Encyclopedia of the Great Plains

David J. Wishart, Editor


The idea of using bales of hay as building blocks emerged in the North Platte River valley after the appearance of mechanical baling equipment in the latter half of the nineteenth century. Although there were relatively few baled hay buildings, the technique was nonetheless a significant architectural innovation of the Great Plains.

Processed from the material body of the place (usually from either prairie flora or agricultural waste), the technology came to be centered in the Sandhills of Nebraska. Other structures were built on the nearby High Plains of Nebraska, Wyoming, and South Dakota. The historic period of importance dates from about 1900 to 1940, but a contemporary resurgence–principally using oat, wheat, and rye straw–has already surpassed the original in numerical and spatial significance.

Bales were used structurally as giant building blocks, stacked in the running bond common to masonry construction, with the constituent materials positioned either vertically or horizontally in the block. Bales were set in either mud or concrete mortar or were simply stacked one upon another. Wooden or metal rods often pinned the bales together and secured window and door frames to the walls. Plates were likewise fastened to the tops of walls. Roofs were most often of the hipped type, which allowed for even compression along all walls and obviated the need to raise the wall high into a gable end. After a short period of settling or sometimes an extended period of occupancy, the exterior of the bales was fitted with chicken wire and then plastered with clay, lime, or cement stucco. Interior walls were typically lime plastered.

Buildings constructed from bales were economical structures with outstanding thermal qualities. Sturdy far beyond expectation, properly built and maintained structures have an indefinite life span. One century-old dwelling still stands west of Alliance, Nebraska. Evidence exists that the material in old baled buildings does not readily deteriorate, and cattle will still eat hay from old bales. While most constructions were intended as dwellings, others were used as schools, a service garage, a two-story restaurant, and a church.

The postmodern resurgence of the technology emanated from research by folklorist Roger L. Welsch, principally from articles that appeared in the 1973 alternative publication, Shelter. Most contemporary buildings use bales either as infill for post-and-beam structures or veneering for light wooden frames, but structural bale walls, now dubbed the "Nebraska style," also enjoy renewed popularity. The renaissance is centered in the American Southwest but is significantly international in scope. The diffusion back into the Plains began in the 1990s.

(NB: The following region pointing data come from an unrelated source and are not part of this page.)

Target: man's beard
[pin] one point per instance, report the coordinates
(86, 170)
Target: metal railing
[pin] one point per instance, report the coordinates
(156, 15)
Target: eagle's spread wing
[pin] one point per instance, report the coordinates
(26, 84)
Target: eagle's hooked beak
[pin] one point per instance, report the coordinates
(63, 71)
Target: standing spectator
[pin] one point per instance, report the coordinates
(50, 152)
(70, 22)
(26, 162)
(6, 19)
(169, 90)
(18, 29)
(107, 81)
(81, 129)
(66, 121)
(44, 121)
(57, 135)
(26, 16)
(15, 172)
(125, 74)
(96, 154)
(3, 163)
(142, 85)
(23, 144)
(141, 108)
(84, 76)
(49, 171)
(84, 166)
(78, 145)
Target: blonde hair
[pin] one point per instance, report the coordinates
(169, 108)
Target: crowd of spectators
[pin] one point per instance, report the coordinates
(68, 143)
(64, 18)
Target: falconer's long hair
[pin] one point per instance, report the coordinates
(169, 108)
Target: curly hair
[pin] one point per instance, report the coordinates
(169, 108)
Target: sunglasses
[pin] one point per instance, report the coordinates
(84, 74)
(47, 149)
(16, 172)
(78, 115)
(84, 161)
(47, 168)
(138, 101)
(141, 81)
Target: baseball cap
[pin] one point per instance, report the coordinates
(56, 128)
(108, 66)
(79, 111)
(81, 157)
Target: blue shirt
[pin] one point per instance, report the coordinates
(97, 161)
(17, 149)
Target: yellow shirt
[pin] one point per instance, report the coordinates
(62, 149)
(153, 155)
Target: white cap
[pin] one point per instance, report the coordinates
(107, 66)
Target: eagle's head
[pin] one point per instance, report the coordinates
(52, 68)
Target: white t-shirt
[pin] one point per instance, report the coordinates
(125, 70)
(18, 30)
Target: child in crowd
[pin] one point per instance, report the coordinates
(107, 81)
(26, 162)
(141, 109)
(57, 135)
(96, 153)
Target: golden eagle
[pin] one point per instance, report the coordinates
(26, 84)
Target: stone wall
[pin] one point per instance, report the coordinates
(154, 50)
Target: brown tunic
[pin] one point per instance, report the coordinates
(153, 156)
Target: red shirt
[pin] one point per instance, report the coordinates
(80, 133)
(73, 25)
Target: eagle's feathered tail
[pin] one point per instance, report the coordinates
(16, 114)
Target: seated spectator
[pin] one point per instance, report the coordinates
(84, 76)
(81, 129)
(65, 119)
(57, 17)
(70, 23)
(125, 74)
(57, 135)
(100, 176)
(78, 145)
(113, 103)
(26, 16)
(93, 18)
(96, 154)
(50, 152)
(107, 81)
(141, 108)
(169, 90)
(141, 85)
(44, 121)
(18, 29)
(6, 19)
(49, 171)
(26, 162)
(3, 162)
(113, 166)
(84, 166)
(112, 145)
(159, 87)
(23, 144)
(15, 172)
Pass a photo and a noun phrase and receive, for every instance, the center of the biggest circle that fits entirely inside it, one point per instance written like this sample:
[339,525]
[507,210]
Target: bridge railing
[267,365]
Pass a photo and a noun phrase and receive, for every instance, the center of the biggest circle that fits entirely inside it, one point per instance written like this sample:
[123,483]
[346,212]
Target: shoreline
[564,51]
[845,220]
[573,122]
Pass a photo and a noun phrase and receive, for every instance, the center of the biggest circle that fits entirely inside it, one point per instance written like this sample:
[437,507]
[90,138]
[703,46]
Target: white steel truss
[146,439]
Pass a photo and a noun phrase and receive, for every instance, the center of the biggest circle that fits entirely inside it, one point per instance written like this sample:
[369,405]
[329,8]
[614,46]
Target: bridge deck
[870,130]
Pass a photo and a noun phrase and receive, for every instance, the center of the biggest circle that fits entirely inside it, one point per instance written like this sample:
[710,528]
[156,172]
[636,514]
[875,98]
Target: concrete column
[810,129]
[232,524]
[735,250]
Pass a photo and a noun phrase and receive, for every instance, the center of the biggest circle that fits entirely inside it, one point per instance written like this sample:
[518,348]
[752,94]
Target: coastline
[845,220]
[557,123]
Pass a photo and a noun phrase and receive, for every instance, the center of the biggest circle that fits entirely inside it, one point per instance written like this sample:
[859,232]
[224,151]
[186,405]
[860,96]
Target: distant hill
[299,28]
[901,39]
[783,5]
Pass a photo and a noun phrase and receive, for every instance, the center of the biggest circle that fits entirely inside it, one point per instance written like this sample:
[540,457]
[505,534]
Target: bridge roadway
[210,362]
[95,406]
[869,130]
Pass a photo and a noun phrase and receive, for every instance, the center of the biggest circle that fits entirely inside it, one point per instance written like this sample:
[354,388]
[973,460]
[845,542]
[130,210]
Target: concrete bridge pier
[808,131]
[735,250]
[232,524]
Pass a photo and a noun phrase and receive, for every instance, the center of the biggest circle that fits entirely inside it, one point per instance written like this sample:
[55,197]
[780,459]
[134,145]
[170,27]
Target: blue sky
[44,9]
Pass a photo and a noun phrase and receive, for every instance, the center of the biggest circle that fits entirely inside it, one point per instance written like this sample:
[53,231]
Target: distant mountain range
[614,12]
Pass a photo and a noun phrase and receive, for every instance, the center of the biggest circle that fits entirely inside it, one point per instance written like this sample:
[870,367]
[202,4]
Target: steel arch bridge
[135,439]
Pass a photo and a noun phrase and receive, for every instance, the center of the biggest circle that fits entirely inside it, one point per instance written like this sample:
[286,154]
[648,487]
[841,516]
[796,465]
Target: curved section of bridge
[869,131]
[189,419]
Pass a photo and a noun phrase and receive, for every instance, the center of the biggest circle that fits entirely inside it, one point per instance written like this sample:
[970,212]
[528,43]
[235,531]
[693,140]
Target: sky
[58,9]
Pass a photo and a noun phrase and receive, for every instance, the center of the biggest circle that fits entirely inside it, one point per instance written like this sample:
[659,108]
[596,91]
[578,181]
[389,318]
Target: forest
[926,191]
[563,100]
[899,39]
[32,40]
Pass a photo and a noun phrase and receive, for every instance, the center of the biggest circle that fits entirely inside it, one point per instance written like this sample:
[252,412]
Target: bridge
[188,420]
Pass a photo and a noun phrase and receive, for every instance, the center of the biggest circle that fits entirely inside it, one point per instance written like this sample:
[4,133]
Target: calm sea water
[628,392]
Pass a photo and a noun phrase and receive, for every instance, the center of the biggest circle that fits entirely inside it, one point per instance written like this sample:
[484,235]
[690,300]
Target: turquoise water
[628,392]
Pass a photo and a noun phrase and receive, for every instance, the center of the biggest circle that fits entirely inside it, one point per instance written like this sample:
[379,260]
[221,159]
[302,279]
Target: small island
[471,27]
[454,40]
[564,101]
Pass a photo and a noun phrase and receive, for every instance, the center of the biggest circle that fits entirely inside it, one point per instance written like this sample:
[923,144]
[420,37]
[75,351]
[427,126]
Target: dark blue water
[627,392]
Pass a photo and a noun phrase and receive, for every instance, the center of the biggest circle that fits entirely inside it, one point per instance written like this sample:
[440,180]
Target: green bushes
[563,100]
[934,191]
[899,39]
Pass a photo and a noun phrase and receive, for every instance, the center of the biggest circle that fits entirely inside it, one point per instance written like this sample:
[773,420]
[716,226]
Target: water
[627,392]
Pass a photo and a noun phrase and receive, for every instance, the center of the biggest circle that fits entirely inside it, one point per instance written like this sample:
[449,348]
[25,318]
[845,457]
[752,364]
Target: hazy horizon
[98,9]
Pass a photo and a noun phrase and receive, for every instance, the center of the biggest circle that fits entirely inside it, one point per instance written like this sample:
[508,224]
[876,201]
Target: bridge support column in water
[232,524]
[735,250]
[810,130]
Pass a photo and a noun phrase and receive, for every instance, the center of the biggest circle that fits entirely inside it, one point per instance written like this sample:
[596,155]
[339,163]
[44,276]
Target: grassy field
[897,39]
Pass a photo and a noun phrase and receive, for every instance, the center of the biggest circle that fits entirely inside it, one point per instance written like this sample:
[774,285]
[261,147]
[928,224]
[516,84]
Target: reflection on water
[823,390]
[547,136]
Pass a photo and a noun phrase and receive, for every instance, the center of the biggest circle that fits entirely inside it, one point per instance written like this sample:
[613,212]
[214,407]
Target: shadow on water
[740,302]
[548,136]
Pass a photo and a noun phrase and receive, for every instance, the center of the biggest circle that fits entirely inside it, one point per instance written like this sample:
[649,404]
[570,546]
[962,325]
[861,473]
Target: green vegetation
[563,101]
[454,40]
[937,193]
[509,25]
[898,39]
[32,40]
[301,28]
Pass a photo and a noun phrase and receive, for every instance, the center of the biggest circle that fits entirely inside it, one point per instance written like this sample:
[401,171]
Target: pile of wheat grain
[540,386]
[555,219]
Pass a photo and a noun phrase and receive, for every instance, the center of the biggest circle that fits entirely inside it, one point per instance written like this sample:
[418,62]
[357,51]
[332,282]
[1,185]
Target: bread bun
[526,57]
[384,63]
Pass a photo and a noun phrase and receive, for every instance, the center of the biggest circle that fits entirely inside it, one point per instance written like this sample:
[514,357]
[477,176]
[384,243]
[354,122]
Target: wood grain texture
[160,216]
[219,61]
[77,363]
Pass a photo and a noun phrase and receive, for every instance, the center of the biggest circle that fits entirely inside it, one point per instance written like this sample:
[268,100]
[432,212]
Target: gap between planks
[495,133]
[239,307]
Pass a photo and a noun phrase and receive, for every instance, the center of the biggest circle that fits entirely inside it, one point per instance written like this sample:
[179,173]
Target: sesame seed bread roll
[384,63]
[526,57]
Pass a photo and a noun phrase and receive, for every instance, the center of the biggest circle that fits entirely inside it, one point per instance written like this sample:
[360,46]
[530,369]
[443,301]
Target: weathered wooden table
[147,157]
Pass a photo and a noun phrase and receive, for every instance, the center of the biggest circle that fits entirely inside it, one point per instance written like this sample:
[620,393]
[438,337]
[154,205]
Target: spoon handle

See also FOLKWAYS: Welsch, Roger.

David Murphy Nebraska State Historical Society

Myhrman, Matts, and Judy Knox. "A Brief History of Hay and Straw as Building Materials." Last Straw 1 (1993): 1, 4– 5, 18–19; 2 (1993): 16–17, 19, 23; 6 (1994): 17–18.

Steen, Athena Swentzell, Bill Steen, and David Bainbridge. The Straw Bale House. White River Junction VT: Chelsea Green Publishing Company, 1994.

Welsch, Roger L. "Sandhill Baled-Hay Construction." Keystone Folklore Quarterly 15 (1970): 16–34.